Thermal expansion of water increases with rising pressure
The thermal expansion coefficient of water increases unusually strongly with pressure.
Scientific Explanation
For most liquids, the thermal expansion coefficient decreases under pressure: compression packs the molecules more tightly, leaving less room for expansion when heated. Water shows the opposite behavior — its expansion coefficient increases with pressure.
This anomalous behavior is linked to the hydrogen bond network. Under normal conditions, the open, tetrahedral structure causes water to become denser when heated (negative thermal expansion below 3.98 degrees Celsius). Under pressure, the tetrahedral ordering is disrupted and partially broken. The resulting less structured liquid behaves more “normally” in the sense that it exhibits a larger positive expansion coefficient.

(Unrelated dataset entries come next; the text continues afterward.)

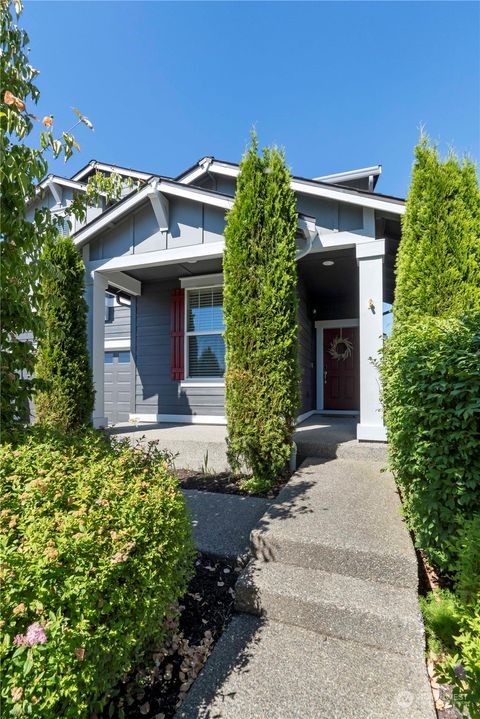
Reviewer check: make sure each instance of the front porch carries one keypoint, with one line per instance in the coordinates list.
(204, 447)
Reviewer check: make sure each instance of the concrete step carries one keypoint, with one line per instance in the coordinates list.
(340, 516)
(375, 614)
(222, 522)
(266, 670)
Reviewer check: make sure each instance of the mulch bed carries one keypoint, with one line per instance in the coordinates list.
(156, 688)
(224, 482)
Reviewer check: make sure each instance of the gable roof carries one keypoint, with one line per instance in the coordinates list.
(304, 185)
(127, 171)
(338, 178)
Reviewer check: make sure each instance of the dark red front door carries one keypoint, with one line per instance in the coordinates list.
(341, 369)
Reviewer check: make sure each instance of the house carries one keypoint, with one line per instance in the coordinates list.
(158, 351)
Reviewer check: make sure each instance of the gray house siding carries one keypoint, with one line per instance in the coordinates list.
(190, 223)
(117, 324)
(306, 351)
(155, 391)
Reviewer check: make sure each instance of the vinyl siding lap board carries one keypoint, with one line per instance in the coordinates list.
(155, 391)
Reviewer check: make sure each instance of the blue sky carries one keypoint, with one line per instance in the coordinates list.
(340, 85)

Put simply: pressure eliminates the anomalous compaction that hydrogen bonds cause at low temperatures. As a result, normal thermal expansion dominates more strongly, and the overall expansion coefficient rises.
Everyday Relevance
For oceanography, this anomaly is significant: in the depths of the oceans, where high pressures prevail, water behaves differently in terms of thermal expansion than it does at the surface. This influences the thermohaline circulation — the great global current patterns that transport heat and nutrients around the planet. Precise ocean models must account for this pressure dependence of the expansion coefficient to correctly represent heat transport in the deep ocean.